An article in Washington monthly by Daniel Block takes a look at the increasing maze of student voting restrictions that America’s learners have to go through to cast a ballot. The article focuses particularly on Texas and questions and attempts to see what students can do to remedy the situation in time for 2020.
According to the article,
Texas: home of corn dogs, Matthew McConaughey, and some of America’s most restrictive voting laws. To register yourself, you have to print out a form and deliver it to the county clerk, because unlike most states, Texas has no online voter registration. To help register others, you must be certified as a “volunteer deputy registrar,” a process that requires either taking an exam or attending an often long and awkwardly timed training session. Your certificate is only valid in the county where it is obtained.
The state has also made it harder to cast a ballot. Between 2013 and 2016, Texas eliminated more than 400 polling locations, the largest drop in any state during that time. In 2013, after years of litigation, it implemented a strict voter ID law. The law, which lists seven kinds of acceptable IDs, became infamous for its brazenly partisan implications—handgun licenses are okay, for example, while student IDs are not.

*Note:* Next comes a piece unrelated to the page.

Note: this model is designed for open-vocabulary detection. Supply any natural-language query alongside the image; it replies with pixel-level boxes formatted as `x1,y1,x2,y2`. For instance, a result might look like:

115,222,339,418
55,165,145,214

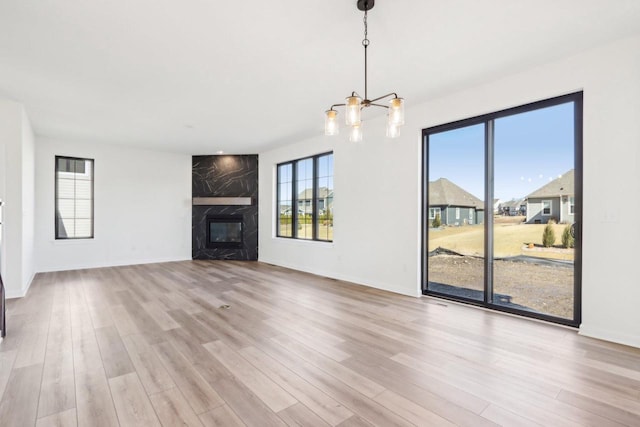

All of which makes the following statistic so surprising: at the University of Texas at Austin, the state’s flagship university, undergraduate turnout increased from almost 39 percent to 53 percent between 2012 and 2016. Over that same time period, national youth turnout stayed roughly constant. The National Study of Learning, Voting, and Engagement at Tufts University, which calculates campus voting rates, has not yet released numbers for last year’s midterms. But at UT Austin’s on-campus polling locations, the number of early ballots cast was more than three times higher than it was in 2014. (Travis County only provides polling site specific data for early voting.)